Ce comportement est tout à fait judicieux lorsqu'un seul de ces systèmes est en panne et redémarre, mais lorsqu'une proportion importante de systèmes est dans ce cas, le redémarrage peut générer un trafic insurmontable qui ne tarde pas à saturer : c'est le fameux effet "boule de neige" qui fut cité lors de la conférence de presse.

La seule solution pour s'en sortir est de purger les logs ou files d'attente et -au passage- d'accepter des pertes de données. Cette purge nécessite de désactiver les automatismes et donc d'intervenir à la main.
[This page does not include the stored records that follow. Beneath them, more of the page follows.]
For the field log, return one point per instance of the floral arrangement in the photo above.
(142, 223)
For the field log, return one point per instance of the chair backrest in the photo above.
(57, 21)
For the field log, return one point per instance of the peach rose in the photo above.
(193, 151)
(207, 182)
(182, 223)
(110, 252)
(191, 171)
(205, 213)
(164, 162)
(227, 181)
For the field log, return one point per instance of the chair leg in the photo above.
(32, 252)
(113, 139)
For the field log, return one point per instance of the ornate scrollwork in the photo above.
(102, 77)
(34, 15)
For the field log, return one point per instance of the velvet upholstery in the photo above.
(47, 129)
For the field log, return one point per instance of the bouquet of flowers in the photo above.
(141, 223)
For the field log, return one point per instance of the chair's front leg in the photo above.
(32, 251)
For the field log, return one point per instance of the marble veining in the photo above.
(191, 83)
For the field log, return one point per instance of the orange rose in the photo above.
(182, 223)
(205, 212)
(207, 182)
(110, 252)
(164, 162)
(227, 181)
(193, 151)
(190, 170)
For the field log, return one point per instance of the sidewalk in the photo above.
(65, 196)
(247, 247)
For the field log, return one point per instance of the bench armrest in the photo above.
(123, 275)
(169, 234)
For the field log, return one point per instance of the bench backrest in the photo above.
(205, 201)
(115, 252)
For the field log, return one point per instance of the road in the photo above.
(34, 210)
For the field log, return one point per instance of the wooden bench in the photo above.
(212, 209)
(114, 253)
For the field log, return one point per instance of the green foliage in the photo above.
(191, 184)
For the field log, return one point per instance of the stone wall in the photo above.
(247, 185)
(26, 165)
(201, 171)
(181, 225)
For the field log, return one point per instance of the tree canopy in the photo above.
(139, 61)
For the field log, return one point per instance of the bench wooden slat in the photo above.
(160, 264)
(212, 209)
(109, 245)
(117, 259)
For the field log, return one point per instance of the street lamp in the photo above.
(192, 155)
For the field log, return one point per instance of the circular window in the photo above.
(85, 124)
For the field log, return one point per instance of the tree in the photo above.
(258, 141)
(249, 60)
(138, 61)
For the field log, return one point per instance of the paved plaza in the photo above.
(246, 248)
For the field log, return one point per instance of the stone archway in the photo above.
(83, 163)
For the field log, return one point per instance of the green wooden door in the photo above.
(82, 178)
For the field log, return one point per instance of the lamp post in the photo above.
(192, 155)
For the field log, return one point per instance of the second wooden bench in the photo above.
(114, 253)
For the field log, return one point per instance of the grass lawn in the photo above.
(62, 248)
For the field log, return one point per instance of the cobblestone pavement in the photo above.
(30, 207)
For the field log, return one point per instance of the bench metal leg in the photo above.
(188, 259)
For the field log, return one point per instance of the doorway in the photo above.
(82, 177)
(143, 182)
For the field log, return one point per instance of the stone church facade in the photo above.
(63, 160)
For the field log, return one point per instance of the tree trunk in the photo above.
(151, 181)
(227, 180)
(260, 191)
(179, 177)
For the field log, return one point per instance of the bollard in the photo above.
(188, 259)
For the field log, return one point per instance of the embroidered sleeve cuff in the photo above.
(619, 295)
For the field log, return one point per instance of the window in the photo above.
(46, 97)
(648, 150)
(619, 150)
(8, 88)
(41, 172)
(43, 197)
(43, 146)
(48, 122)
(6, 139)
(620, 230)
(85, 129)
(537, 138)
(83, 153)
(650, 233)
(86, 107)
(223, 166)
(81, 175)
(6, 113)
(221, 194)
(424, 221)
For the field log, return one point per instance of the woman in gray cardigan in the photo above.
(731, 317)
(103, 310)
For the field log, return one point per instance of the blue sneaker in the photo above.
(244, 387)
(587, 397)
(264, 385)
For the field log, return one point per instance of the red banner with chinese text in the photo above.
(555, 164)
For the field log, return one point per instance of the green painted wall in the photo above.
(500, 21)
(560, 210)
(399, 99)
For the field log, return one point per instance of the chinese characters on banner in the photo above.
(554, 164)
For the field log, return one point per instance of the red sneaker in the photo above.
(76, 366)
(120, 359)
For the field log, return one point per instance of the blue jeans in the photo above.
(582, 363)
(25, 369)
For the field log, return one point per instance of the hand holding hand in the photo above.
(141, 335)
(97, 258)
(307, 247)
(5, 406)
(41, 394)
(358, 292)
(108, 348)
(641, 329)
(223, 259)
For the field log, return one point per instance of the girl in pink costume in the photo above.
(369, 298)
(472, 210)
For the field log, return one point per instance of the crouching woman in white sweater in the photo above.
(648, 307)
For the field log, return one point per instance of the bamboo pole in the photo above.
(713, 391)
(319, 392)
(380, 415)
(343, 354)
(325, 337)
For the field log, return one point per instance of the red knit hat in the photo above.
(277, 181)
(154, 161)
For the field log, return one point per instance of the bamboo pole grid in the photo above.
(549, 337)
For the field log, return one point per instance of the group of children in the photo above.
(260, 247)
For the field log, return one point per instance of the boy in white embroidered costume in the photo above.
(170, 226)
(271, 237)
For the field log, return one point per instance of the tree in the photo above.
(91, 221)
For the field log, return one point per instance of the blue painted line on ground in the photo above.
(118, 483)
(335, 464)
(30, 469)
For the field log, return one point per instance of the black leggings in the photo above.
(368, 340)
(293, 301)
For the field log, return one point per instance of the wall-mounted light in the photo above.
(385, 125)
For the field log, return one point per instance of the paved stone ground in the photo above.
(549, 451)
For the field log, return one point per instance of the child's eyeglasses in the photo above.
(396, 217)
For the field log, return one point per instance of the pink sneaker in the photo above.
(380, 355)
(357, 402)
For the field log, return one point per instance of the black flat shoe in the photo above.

Cela prend forcément du temps et il faut de plus coordonner les actions pour redémarrer autant que possible sur un point "propre". Encore une fois, je ne dispose pas des détails mais cette situation semble plausible.

Clairement l'optimisation générale n'est pas la somme des optimisations locales.

On le voit sur cet exemple, ce n'est pas qu'une panne de logiciel, c'est aussi un problème général et très difficile de régulation d'ensemble qui diffère des régulations individuelles.

Des facteurs aggravants

La presse en a peu parlé, mais je vois dans cette panne trois facteurs légèrement aggravants:

Les résultats du bac paraissaient ce jour là quelques instants avant la panne. Or les jeunes concernés ont probablement dû envoyer grand nombre de SMS à leurs connaissances sur une courte période.

Les jeunes en question sont plus que d'autres des adeptes des opérateurs à bas coût : Free (qui emprunte des moyens Orange) ou autre Sosh (filiale Orange) sans parler de Virgin...à chaque fois le SMS ou l'appel peut être amené à passer par des éléments rares du réseau (augmentant le phénomène décrit plus haut).

Enfin les départs en vacances avec les déplacements ont augmenté la perception de la panne par l'usager : en effet celui qui se déplace provoque une mise-à-jour dans la base HLR. Si cette mise à jour est impossible, il devient injoignable et ne peut plus passer d'appels. Malheureusement il va insister et générer des appels supplémentaires nécessitant tous un accès au HLR...

Bien sûr, ces éléments n'expliquent aucunement la panne ; mais ils la situent dans un contexte un peu plus difficile que d'autres jours.